Clive Steps, King Charles St, London SW1A 2AQ
Victoria & Albert probably needs no introduction: as the world’s leading museum of art and design, it houses over 2.3 million objects (!!!) that span 5,000 years. And that’s just the permanent collection. They really have everything: from RIBA’s holdings of over 330 drawings by Italian Renaissance architect Andrea Palladio to the 10th-century Islamic Rock crystal ewer to an 18th-century tiger automaton created for Tipu Sultan to manuscripts of Charles Dickens’ novels.
Cromwell Rd, London SW7 2RL
What is perhaps the most surprising when it comes to National Army Museum is how family-friendly it really is. They have a Play Base where your little ones can climb aboard a truck and take on a soft play assault course, plus a whole host of family workshops, events and performances. For the grown-ups however, the museum contains the world’s largest collection of objects relating to the British Army and other Land Forces of the Crown (including the former Indian Army). 58,000 printed books and periodicals, 23,000 items of equipment and vehicles, over 240,000 photographs, and 3,670 maps and charts are all included in the repository – the museum also encourages on-site study and research via its Templer Study Centre.

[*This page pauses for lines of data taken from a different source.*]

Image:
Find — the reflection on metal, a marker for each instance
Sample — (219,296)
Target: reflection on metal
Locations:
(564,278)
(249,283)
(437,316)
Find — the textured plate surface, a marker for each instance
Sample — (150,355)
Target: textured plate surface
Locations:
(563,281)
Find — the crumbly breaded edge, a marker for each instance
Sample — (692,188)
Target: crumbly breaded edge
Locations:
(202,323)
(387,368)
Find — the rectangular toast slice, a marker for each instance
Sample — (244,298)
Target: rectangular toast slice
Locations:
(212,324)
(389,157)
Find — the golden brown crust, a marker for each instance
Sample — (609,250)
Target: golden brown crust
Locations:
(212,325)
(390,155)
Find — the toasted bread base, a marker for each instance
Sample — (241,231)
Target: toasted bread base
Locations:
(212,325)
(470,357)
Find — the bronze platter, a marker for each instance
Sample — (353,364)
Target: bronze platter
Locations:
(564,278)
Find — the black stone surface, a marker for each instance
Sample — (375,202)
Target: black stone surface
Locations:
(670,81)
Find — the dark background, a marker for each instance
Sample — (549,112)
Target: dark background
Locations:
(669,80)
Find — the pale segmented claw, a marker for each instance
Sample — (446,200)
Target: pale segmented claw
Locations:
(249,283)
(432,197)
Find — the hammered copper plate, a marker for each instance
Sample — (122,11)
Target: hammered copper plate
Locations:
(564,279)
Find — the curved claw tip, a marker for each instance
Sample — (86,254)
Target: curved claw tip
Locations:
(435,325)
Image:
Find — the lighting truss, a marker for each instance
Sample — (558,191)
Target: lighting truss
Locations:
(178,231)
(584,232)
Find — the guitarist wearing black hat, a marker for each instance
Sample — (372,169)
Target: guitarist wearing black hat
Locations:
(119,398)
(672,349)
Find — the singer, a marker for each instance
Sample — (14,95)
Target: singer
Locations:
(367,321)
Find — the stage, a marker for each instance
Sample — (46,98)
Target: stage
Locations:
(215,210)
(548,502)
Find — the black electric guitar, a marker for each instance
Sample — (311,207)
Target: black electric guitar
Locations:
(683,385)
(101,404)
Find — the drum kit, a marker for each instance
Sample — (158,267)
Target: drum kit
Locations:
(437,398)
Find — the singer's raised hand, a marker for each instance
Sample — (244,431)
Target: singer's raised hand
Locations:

Royal Hospital Rd, London SW3 4HT
Dating back 170 years, Science Museum is a lot of fun. With many activities for everyone to enjoy and a world-class collection of all things science, it is definitely a one not to miss. Head to Wonderlab to take part in one of many shows that take place there or simply take a stroll among countless scientific, technological and medical.
Exhibition Rd, South Kensington, London SW7 2DD
A little bit further afield, London Transport Museum offers a stunning collection highlighting the history of the Capital’s commute over the past two centuries. Amassing 500,000 items, including an impressive collection of 100,000 photos, it provides a fascinating insight into the connection between transport and the growth of modern London.